ELK CITY STATE PARK – Born about 40 years apart, and one deep in his aviation career and the other not far into her educational process, veteran angler J.R. Dunn and nine year-old Taylie McKlintic wouldn’t seem to have much in common.
But Monday evening both were wearing smiles equally wide, and both owed them to a favored rite of spring – the crappie spawn at Elk City Reservoir.
Dunn had spent much of the afternoon at a wide cove within the state park, a place he said he’d fished for about 40 years. He waded a few steps into the lake with waterproof boots, then used a pole about 12 to 14 feet long to lower a dainty crappie jig down into brush in a few feet of water.
“They haven’t been along the banks like they were before the snow hit (last week), but I hope they start doing a little better.,” Dunn said. “It’s time.” Others fishing along the shoreline agreed, it was down to a “could break loose at any hour” time of the spring.
Dunn caught five nice crappie within the first few minutes of his Monday trip to the lake, then things slowed down. A small, but intense thunderstorm on the horizon sent him to his home in Sycamore with nine. He was back as the storm passed, trying for more.
Taylie was fishing with Beau Schultz, coach of the baseball team at the local community college, and four year-old Bryor Schultz. She and the boy played in the mud and grass while minnows swimming below bobbers did the work. Schultz called one child or the other when one of those bobbers disappeared below the surface, and helped them get the fish to shore. Their first two crappie were gorgeous females about 14 inches long.
After a lull of about an hour after the storm, fishing action picked up all around the broad bay, and smaller bays that reached into the state park.
Dunn caught several more fish along a section of shoreline, while his friends did well with long rods from a fishing dock surrounded by brush.
Across a small cove from where Schultz fished with the two kids, Jon Nagel and a friend were doing well fishing close to shore and further into the cove.

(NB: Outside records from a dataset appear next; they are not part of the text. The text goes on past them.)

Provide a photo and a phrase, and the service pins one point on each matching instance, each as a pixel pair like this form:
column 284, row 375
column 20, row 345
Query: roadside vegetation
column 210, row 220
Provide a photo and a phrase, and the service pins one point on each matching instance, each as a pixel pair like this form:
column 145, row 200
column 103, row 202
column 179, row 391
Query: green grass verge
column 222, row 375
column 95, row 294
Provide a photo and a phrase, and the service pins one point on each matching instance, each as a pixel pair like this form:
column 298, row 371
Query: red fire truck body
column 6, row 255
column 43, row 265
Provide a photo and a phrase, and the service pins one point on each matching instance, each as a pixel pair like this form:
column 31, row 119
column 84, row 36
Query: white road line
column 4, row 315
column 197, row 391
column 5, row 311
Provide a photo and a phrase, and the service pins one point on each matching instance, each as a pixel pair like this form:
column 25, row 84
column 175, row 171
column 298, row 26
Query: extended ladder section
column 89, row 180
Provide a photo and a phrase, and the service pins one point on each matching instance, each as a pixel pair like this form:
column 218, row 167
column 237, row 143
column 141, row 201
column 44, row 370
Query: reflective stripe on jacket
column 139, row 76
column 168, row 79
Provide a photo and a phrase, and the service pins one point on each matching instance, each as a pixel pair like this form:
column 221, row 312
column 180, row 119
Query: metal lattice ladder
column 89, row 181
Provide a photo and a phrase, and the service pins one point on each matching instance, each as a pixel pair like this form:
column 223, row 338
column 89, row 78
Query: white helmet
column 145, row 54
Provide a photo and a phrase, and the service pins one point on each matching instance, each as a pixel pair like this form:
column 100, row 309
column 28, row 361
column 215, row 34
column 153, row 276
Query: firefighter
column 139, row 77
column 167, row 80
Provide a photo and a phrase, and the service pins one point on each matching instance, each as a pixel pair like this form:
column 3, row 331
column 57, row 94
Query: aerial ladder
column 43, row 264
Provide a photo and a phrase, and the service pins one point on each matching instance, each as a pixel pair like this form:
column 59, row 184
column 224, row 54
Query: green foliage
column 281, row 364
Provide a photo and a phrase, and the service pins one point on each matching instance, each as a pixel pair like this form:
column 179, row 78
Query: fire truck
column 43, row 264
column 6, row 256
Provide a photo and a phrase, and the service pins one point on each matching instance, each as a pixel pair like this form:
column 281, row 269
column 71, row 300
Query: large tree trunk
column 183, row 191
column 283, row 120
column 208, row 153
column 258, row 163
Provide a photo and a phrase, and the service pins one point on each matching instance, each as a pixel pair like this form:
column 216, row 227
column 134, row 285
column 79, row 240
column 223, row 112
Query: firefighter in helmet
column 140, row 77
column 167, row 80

At one point they hollered to ask Schultz if he could spare a few minnows. He said he could, adding, “The guy at the bait shop in town is pretty generous. I know he gave me way more than I paid for, but he said it was important since I was taking the kids.”
Nagel and his friend ended up with about 20 crappie. He was back at about dawn the next morning. Dunn figured a lot of the same anglers would return Tuesday afternoon, too.
“A lot of people camp out here, but usually most of the crappie fishermen are locals,” Dunn said. “I seem them out here every year. There’s a lot of crappie in this lake. It can be pretty danged good when everything gets right.”